Joshua nodded, and then seeing that she wanted more, said, “Yes.  I stand here and do nothing until you come back.”
“Fine.”  She stepped very carefully into the room, walking on tiptoe and standing only in the footprints that were already in the dust.  Each step was slow, and she made sure that her tiptoe was down and steady before moving the next foot forwards.  A little dust plumed up with each step, but little enough that Joshua had to actually watch for it.  When she reached the desk she looked over everything on it quite carefully, and then took her gadget out of her pocket and took several pictures.  The first four were done without a flash, and then she repeated them with the flash on.  Only then did she pick up one pile of papers and carefully lay them crosswise on the second pile and pick them all up together.  Then she looked over she shoulder, and very carefully started walking backwards again.

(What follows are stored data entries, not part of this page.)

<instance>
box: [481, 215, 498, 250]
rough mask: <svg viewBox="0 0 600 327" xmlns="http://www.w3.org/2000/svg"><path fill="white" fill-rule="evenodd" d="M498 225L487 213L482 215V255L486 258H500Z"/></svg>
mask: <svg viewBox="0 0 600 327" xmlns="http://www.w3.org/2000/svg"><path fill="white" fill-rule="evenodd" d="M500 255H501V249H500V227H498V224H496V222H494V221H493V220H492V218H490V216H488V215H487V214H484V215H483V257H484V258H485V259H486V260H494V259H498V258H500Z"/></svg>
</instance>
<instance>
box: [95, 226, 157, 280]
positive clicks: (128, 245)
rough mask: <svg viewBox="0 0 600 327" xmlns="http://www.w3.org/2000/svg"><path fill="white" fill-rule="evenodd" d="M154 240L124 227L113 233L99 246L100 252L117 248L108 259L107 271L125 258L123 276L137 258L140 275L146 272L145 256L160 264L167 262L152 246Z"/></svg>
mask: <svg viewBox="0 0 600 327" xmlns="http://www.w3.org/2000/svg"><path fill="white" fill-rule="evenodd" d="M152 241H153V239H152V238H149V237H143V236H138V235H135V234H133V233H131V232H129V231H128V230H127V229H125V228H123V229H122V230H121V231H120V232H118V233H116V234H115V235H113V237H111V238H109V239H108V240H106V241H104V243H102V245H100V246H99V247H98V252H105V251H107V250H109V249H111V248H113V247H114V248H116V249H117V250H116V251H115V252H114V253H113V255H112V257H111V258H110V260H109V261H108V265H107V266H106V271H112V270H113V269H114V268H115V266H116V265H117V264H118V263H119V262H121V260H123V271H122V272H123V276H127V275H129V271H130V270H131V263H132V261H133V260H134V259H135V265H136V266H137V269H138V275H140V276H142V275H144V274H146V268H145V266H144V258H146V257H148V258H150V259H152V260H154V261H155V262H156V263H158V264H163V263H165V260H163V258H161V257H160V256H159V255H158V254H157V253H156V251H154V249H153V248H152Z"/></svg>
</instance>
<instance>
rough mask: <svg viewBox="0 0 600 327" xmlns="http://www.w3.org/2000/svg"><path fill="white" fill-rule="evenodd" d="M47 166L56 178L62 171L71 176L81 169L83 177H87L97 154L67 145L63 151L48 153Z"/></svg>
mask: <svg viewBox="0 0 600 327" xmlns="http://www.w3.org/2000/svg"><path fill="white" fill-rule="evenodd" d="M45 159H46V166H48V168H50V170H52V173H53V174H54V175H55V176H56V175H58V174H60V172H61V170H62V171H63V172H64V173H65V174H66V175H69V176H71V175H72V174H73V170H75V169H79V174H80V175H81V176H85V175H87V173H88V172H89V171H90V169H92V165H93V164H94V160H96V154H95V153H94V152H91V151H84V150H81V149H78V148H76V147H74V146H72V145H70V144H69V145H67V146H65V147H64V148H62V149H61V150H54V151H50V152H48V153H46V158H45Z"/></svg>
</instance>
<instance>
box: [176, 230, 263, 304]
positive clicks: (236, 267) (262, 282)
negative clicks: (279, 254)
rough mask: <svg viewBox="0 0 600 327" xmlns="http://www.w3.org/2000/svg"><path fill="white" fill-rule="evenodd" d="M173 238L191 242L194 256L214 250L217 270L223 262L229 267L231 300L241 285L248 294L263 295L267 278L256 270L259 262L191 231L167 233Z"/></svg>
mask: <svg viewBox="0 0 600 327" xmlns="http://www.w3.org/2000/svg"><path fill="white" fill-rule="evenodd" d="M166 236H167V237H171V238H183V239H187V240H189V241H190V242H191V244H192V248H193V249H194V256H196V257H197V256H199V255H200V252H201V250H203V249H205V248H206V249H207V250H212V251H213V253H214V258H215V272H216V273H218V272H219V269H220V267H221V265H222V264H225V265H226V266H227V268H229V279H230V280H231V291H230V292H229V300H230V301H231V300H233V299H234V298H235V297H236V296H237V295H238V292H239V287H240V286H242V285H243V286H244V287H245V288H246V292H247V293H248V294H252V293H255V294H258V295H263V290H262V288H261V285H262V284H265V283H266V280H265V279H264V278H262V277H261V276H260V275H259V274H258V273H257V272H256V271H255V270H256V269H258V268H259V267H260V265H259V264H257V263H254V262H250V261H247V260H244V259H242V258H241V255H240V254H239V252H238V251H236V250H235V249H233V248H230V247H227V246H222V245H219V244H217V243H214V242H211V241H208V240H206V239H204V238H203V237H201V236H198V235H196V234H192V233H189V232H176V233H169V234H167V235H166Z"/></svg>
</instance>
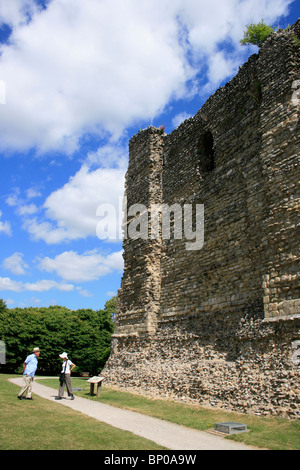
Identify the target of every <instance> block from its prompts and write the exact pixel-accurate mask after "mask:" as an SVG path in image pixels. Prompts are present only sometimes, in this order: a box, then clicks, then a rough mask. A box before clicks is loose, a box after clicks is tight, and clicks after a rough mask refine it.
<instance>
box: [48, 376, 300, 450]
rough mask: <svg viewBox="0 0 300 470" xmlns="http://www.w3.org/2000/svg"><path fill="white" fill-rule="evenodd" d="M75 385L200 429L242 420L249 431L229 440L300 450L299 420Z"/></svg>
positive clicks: (295, 449)
mask: <svg viewBox="0 0 300 470" xmlns="http://www.w3.org/2000/svg"><path fill="white" fill-rule="evenodd" d="M40 383H42V384H44V385H47V386H49V387H53V388H56V389H57V385H58V379H42V380H41V381H40ZM72 386H73V387H80V388H82V391H80V392H76V393H75V395H78V396H81V397H83V398H88V399H90V400H95V401H100V402H101V403H106V404H108V405H112V406H115V407H119V408H123V409H127V410H131V411H137V412H139V413H143V414H146V415H149V416H153V417H156V418H159V419H164V420H166V421H170V422H172V423H176V424H180V425H184V426H187V427H189V428H192V429H198V430H200V431H207V430H211V429H213V428H214V426H215V423H218V422H226V421H237V422H241V423H244V424H247V428H248V430H249V432H247V433H243V434H236V435H232V436H228V437H226V438H227V439H232V440H234V441H236V442H242V443H244V444H247V445H250V446H254V447H257V448H264V449H270V450H300V420H287V419H282V418H278V417H260V416H254V415H248V414H241V413H233V412H225V411H220V410H216V409H211V408H209V409H208V408H204V407H200V406H197V405H185V404H182V403H178V402H174V401H170V400H162V399H151V398H148V397H145V396H142V395H138V394H133V393H128V392H123V391H120V390H117V389H113V388H110V387H106V386H103V387H102V389H101V396H100V397H99V398H97V397H96V396H93V397H91V396H90V395H89V390H90V388H89V387H90V386H89V383H87V381H86V379H82V378H75V377H73V378H72Z"/></svg>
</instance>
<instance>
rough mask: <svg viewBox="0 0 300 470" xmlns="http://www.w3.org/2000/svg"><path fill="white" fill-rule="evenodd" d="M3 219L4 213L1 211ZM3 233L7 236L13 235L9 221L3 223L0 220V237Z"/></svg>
mask: <svg viewBox="0 0 300 470" xmlns="http://www.w3.org/2000/svg"><path fill="white" fill-rule="evenodd" d="M1 217H2V212H1V211H0V218H1ZM1 233H4V234H5V235H11V234H12V231H11V226H10V223H9V222H7V221H4V222H2V221H1V220H0V235H1Z"/></svg>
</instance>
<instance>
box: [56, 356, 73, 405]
mask: <svg viewBox="0 0 300 470" xmlns="http://www.w3.org/2000/svg"><path fill="white" fill-rule="evenodd" d="M59 357H60V358H61V359H63V363H62V370H61V373H60V377H59V390H58V397H55V400H61V399H62V398H63V396H64V390H65V384H66V387H67V391H68V395H69V397H71V400H74V395H73V390H72V386H71V372H72V370H73V369H74V367H75V364H73V362H72V361H70V359H68V355H67V353H66V352H63V353H62V354H60V355H59Z"/></svg>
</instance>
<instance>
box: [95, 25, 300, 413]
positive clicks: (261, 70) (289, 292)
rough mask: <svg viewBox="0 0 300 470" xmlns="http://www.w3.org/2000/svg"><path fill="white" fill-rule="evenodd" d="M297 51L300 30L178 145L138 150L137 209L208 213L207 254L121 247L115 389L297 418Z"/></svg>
mask: <svg viewBox="0 0 300 470" xmlns="http://www.w3.org/2000/svg"><path fill="white" fill-rule="evenodd" d="M299 44H300V21H299V20H298V22H297V23H296V24H295V25H294V26H292V27H291V28H290V29H289V30H285V31H279V32H277V33H274V34H272V35H271V36H270V37H269V38H268V39H267V41H266V42H265V43H264V45H263V47H262V48H261V49H260V51H259V53H258V54H255V55H253V56H251V57H250V58H249V60H248V61H247V62H246V63H245V64H244V65H243V66H242V67H241V68H240V70H239V72H238V74H237V75H236V76H235V77H234V78H233V79H232V80H231V81H230V82H228V83H227V84H226V85H225V86H224V87H222V88H220V89H219V90H217V91H216V92H215V93H214V94H213V95H212V96H211V97H210V98H209V99H208V101H207V102H206V103H205V104H204V106H203V107H202V108H201V109H200V110H199V112H198V113H197V114H196V115H195V116H194V117H192V118H191V119H188V120H186V121H185V122H184V123H182V124H181V125H180V126H179V127H178V128H177V129H176V130H174V131H173V132H172V133H171V134H169V135H167V134H165V133H164V131H163V130H162V129H156V128H153V127H150V128H148V129H146V130H144V131H141V132H139V133H138V134H137V135H135V136H134V137H133V138H132V139H131V141H130V144H129V156H130V158H129V167H128V172H127V178H126V198H127V207H128V208H129V207H131V206H133V205H134V204H143V205H144V206H145V207H147V208H148V209H149V214H150V213H151V206H153V205H155V206H156V207H159V205H161V204H167V205H168V206H170V207H171V206H172V205H173V204H180V206H181V207H184V205H185V204H190V205H191V204H192V205H194V207H196V205H197V204H199V205H204V243H203V247H202V248H201V249H199V250H194V249H192V250H187V247H186V240H185V239H184V236H183V237H182V239H180V238H179V237H177V238H176V237H175V236H172V234H171V237H170V238H169V239H166V238H164V237H163V236H162V234H160V236H158V237H156V238H153V237H152V238H151V233H150V228H149V234H148V235H149V236H148V237H144V238H138V237H136V238H135V239H134V238H132V237H127V238H125V239H124V261H125V268H124V274H123V278H122V283H121V288H120V290H119V293H118V298H117V315H116V329H115V334H114V335H113V338H112V350H111V356H110V358H109V360H108V362H107V364H106V366H105V369H104V370H103V372H102V375H104V376H105V378H106V383H108V384H112V385H118V386H119V387H124V388H127V389H130V390H136V391H140V392H141V393H145V394H149V395H152V396H162V397H171V398H174V399H180V400H185V401H193V402H196V403H199V404H203V405H209V406H217V407H222V408H223V409H230V410H237V411H242V412H250V413H257V414H278V415H283V416H288V417H292V418H297V417H300V396H299V394H300V391H299V390H300V388H299V371H300V369H299V363H300V360H299V358H300V308H299V305H300V299H299V297H300V296H299V232H298V233H297V224H298V214H299V199H297V197H298V194H297V191H298V189H299V185H298V184H299V170H298V163H299V149H300V145H299V144H300V142H299V130H300V120H299V117H300V68H299V64H300V54H299ZM149 217H150V216H149ZM133 220H134V217H131V218H130V217H128V218H127V228H128V225H129V224H130V223H131V222H132V221H133ZM149 226H150V224H149ZM194 228H195V221H194ZM125 230H126V227H125Z"/></svg>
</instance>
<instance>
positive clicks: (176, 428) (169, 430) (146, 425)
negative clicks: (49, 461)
mask: <svg viewBox="0 0 300 470" xmlns="http://www.w3.org/2000/svg"><path fill="white" fill-rule="evenodd" d="M10 381H11V382H12V383H14V384H16V385H19V386H21V385H22V384H23V379H22V378H16V379H10ZM32 391H33V393H34V394H36V395H39V396H40V397H42V398H45V399H47V400H51V401H53V402H54V403H56V404H57V406H61V405H62V406H68V407H69V408H72V409H73V410H76V411H80V412H81V413H84V414H85V415H87V416H90V417H91V418H94V419H97V420H98V421H102V422H103V423H107V424H110V425H111V426H114V427H116V428H119V429H123V430H124V431H130V432H132V433H133V434H136V435H138V436H142V437H144V438H146V439H149V440H151V441H153V442H156V443H157V444H159V445H161V446H163V447H166V448H167V449H170V450H253V448H252V447H249V446H246V445H244V444H239V443H236V442H233V441H229V440H227V439H224V438H223V437H221V436H216V435H213V434H210V433H209V432H202V431H197V430H193V429H189V428H186V427H184V426H180V425H177V424H173V423H169V422H167V421H163V420H160V419H157V418H152V417H150V416H146V415H142V414H140V413H136V412H132V411H127V410H122V409H120V408H115V407H113V406H110V405H106V404H104V403H99V402H98V401H97V402H96V401H93V400H89V399H88V398H81V397H77V396H76V397H75V400H70V399H69V398H64V399H62V400H57V401H55V396H56V395H57V393H56V392H55V390H54V389H53V388H50V387H46V386H45V385H41V384H39V383H37V382H34V383H33V389H32ZM16 398H17V393H16ZM24 405H26V403H25V402H24Z"/></svg>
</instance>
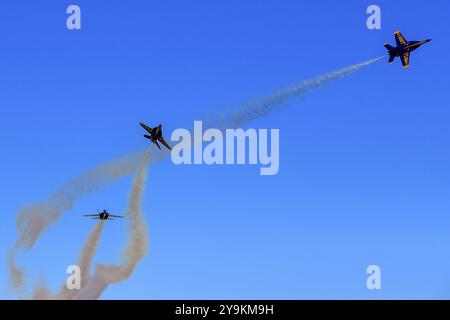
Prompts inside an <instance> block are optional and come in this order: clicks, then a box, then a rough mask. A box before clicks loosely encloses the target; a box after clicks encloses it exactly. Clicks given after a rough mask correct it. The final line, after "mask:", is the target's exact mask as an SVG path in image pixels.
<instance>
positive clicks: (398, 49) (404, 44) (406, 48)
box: [384, 31, 431, 68]
mask: <svg viewBox="0 0 450 320" xmlns="http://www.w3.org/2000/svg"><path fill="white" fill-rule="evenodd" d="M394 36H395V42H396V44H397V46H396V47H395V48H394V47H393V46H391V45H389V44H387V43H385V44H384V47H385V48H386V49H388V52H389V61H388V63H392V62H393V61H394V59H395V57H400V59H401V60H402V65H403V68H408V67H409V53H410V52H411V51H414V50H416V49H417V48H418V47H420V46H421V45H423V44H424V43H427V42H429V41H431V39H427V40H422V41H406V39H405V37H403V35H402V34H401V33H400V31H396V32H394Z"/></svg>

The whole process took nearly fifteen minutes, and Joshua stood as still as he could the entire time, waiting and watching.  When Lieutenant Georges finally left the room she sank back down onto her feet and sighed.
“That hurts,” she said.  “My calves are going to ache all day now.”  She held out the pile of papers to Joshua.
“Don’t run off,” she said.  “I need to check what you’re taking, and you’ll need to return them.  We’re going back to Security in your building and they’ll all be catalogued there.  And then I need to look in to what’s being going on in this tower.”

“Right,” said Joshua, slightly astonished by how long it was taking just to get hold of some papers left behind by an ancient member of faculty.  “Thanks.”